In the case of regulated energy utilities, the obligation to serve ensures that utilities offer service to anyone who requests it in their service territory. These utilities make this commitment in exchange for the privileges they enjoy as a monopoly, such as control over a market, access to public property, and rights of way. This obligation has two distinct channels: the extension of service to new customers (which can be subsidized through line extension allowances) and the continuation of service once it begins. The same opportunities and challenges that accompany the decarbonization of new versus existing buildings apply to addressing these prongs–it’s much harder to retrofit a building and it’s more complex to remove service.
Depending on how the obligation to serve it is written and interpreted, it can prevent neighborhood-scale decarbonization—a managed and coordinated approach to building decarbonization that entails pruning the gas system. Utilities embarking on neighborhood-scale electrification or thermal energy networks cite their fear of a potential “holdout” customer who refuses to relinquish their existing gas service. This refusal threatens the cost-effectiveness of a neighborhood-scale decarbonization project by requiring the continued maintenance of an entire segment of the gas system or adequate compensation.
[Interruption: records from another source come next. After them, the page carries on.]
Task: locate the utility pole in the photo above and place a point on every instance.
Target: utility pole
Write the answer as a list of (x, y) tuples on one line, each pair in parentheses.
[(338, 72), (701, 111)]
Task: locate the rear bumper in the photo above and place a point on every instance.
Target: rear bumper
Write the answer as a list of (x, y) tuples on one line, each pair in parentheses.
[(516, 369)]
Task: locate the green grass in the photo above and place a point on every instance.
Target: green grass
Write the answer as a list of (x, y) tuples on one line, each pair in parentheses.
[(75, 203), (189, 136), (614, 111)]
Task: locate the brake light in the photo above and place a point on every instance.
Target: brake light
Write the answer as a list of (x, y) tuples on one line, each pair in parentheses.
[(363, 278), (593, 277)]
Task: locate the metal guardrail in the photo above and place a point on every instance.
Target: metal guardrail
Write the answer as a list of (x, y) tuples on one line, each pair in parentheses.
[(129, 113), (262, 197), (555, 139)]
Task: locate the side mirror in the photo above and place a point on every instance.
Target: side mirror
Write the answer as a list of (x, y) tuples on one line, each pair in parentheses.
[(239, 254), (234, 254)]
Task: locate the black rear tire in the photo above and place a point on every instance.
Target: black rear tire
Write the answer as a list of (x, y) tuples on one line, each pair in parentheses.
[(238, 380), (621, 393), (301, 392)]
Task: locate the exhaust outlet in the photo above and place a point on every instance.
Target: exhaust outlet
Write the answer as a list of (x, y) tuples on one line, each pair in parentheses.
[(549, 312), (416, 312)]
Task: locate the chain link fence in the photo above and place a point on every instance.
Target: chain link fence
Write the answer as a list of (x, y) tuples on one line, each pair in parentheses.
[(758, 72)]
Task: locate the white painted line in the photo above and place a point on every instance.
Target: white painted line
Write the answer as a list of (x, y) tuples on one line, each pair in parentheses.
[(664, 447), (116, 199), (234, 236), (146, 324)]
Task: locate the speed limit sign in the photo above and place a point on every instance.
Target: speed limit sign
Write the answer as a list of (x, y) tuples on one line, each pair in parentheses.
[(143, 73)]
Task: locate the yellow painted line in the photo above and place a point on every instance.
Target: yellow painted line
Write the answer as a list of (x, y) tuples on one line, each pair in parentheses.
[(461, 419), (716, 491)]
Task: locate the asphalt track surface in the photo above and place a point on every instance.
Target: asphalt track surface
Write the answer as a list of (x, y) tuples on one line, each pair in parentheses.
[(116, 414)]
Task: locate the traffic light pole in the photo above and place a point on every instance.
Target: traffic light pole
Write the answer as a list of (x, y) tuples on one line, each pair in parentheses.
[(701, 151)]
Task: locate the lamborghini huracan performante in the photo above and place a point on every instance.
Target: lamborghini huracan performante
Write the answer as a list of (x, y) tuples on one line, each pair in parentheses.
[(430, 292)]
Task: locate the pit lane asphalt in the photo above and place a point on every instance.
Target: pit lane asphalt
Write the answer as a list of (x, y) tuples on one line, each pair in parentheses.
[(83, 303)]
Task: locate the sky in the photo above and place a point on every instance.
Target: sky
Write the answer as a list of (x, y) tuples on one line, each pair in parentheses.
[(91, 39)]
Recent calls to modify, or decarbonize, the obligation to serve seek to maintain its positive attributes (access, nondiscrimination, safety, etc.) while removing its fossil fuel attributes. In other words, the goal is to remove the statute’s fuel-specificity—the obligation to serve gas specifically—and clarify that an alternative service such as electricity and/or thermal energy may serve as an acceptable substitute for all gas end-uses.
This deep-dive report situates, defines, and analyzes the obligation to serve across the U.S. and recommends a course of action for how and when to modify this statute in order to enable neighborhood-scale building decarbonization. When done right, this newly decarbonized obligation can pave the way to clean energy infrastructure powered by renewable electricity and thermal energy, while also protecting consumers’ access to affordable energy.